Hal ini disebabkan karena beras pecah kulit memiliki kecukupan nutrisi untuk serangga tersebut
tumbuh dan berkembang biak.
2.2. PENGENDALIAN SERANGGA HAMA GUDANG
Pengendalian serangga hama gudang pada hakekatnya adalah pengendalian populasi. Hal
ini disebabkan dalam pengendalian hama telah terjadi pergeseran falsafah dasar yaitu dari usaha
untuk membasmi hama sampai habis menjadi usaha untuk menekan populasi sampai di bawah
ambang ekonomi. Suatu tindakan pemberantasan hanya dilakukan jika tingkat kerugian secara
potensial jauh lebih besar bila dibandingkan dengan biaya pengendalian.

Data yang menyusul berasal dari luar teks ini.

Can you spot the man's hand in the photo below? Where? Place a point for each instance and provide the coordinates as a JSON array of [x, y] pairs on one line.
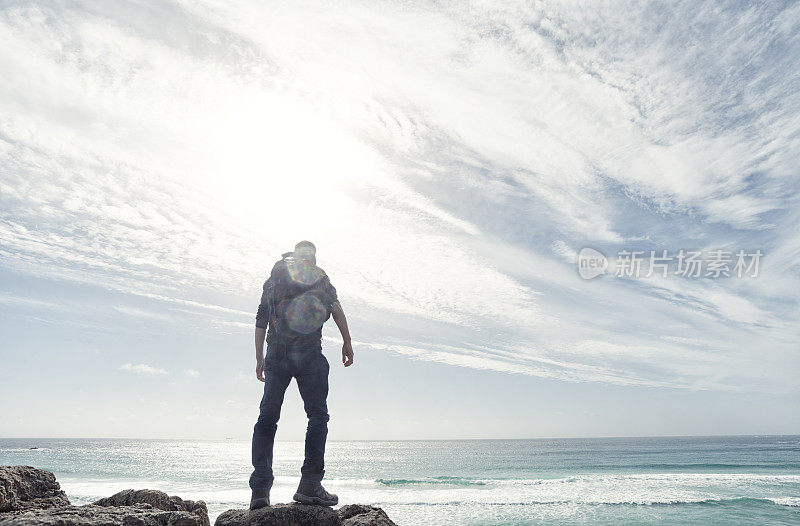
[[347, 354], [260, 370]]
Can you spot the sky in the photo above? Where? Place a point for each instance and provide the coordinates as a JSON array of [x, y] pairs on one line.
[[449, 160]]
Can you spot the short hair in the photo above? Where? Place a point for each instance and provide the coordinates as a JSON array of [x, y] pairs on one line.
[[307, 245]]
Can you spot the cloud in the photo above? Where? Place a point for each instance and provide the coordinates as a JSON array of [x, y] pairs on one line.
[[448, 160], [142, 368]]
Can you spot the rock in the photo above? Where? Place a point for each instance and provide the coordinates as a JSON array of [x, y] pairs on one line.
[[158, 500], [23, 487], [92, 515], [32, 497], [281, 515], [360, 515], [303, 515]]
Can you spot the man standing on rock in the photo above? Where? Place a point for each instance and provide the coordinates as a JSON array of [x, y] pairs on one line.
[[296, 301]]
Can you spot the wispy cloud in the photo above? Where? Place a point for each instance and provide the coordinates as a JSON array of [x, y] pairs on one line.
[[142, 368], [450, 161]]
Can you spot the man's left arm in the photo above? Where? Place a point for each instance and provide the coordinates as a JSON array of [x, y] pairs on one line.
[[341, 323]]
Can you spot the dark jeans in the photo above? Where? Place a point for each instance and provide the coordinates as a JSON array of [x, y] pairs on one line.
[[303, 360]]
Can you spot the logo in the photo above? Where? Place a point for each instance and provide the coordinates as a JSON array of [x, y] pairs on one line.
[[591, 263]]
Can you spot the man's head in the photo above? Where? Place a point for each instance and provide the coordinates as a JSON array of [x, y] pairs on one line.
[[306, 251]]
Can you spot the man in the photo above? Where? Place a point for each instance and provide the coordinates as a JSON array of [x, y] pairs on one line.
[[296, 301]]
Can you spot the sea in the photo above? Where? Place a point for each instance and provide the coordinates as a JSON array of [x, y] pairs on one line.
[[592, 481]]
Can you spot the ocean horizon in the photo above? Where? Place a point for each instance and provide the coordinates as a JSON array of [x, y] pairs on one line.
[[611, 480]]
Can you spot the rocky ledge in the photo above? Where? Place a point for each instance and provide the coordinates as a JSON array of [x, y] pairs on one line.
[[33, 497]]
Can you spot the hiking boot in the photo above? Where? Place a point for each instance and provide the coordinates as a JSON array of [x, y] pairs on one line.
[[259, 499], [314, 493]]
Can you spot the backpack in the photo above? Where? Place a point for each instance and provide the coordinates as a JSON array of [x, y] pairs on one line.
[[297, 293]]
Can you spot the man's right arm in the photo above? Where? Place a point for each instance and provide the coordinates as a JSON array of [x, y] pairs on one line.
[[262, 317], [260, 334]]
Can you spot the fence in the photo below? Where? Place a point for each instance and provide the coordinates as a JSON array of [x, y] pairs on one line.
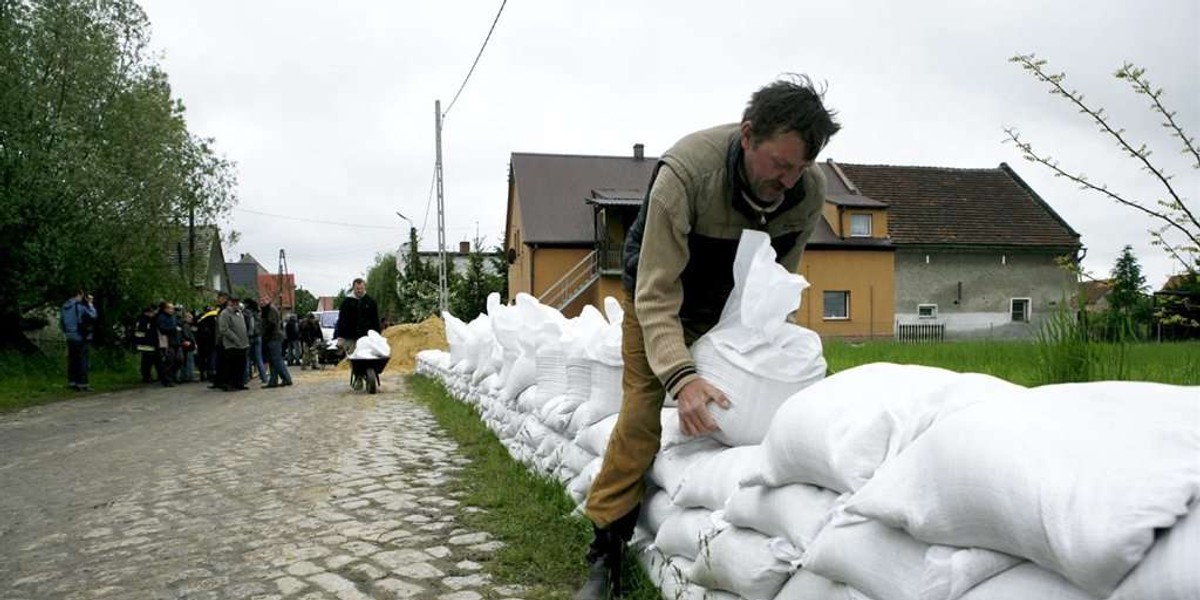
[[918, 333]]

Menurut Shejbal dan Boislambert (1998), cara yang bisa diterapkan yaitu cara fisika, cara
biologi dan cara kimia. Cara fisika dapat dilakukan antara lain dengan suhu tinggi, suhu rendah,
atmosfer terkendali dan gelombang mikro. Pengendalian cara biologi dilakukan antara lain
menggunakan parasit hama atau pengembangan varietas bahan pangan yang resisten terhadap
serangan hama pasca panen melalui upaya pemuliaan. Selain itu, ada cara pengendalian lain yang
diterapkan yaitu dengan cara eksklusi, cara sanitasi, dan cara penggunaan bahan kimia.
Pengendalian dengan cara eksklusi yaitu dengan mencegah jalan masuk hama ke dalam bangunan.
Dengan mencegah hama masuk ke dalam bangunan, maka kebutuhan treatment kimia dalam
pengendalian hama dapat sangat dikurangi. Untuk pengendalian dengan cara sanitasi harus
memperhitungkan kesesuaiannya dengan baik dan rutin. Metode ini juga harus memperhitungkan
kesesuainnya dengan kegiatan lain dalam industri, misalnya proses produksi, pengemasan, dan
lain-lain. Sanitasi yang baik termasuk dalam manajemen hama, karena dapat membatasi kebutuhan
hama untuk hidup dan berkembang biak. Karena hama hanya membutuhkan sedikit makanan
untuk bertahan hidup maka standar sanitasi yang harus diterapkan dalam industri pangan harus
tinggi. Pengendalian secara kimia dimaksudkan sebagai penggunaan senyawa beracun atau
pestisida untuk membunuh atau mengusir hama. Keuntungan pengendalian dengan cara kimia
antara lain dapat diterapkan sebagian besar hama, bersifat pembasmian atau kuratif, dan
perusahaan dapat menggunakannya kapanpun dan di manapun yang diinginkan. Sedangkan
kelemahan dari metode ini antara lain kemungkinan menimbulkan hama yang resisten terhadap
pestisida, adanya bahaya kesehatan bagi pengguna dan timbulnya masalah residu pestisida dalam
bahan pangan, biayanya cukup tinggi dan sifat pengontrolannya tidak permanen (Winarno 2006).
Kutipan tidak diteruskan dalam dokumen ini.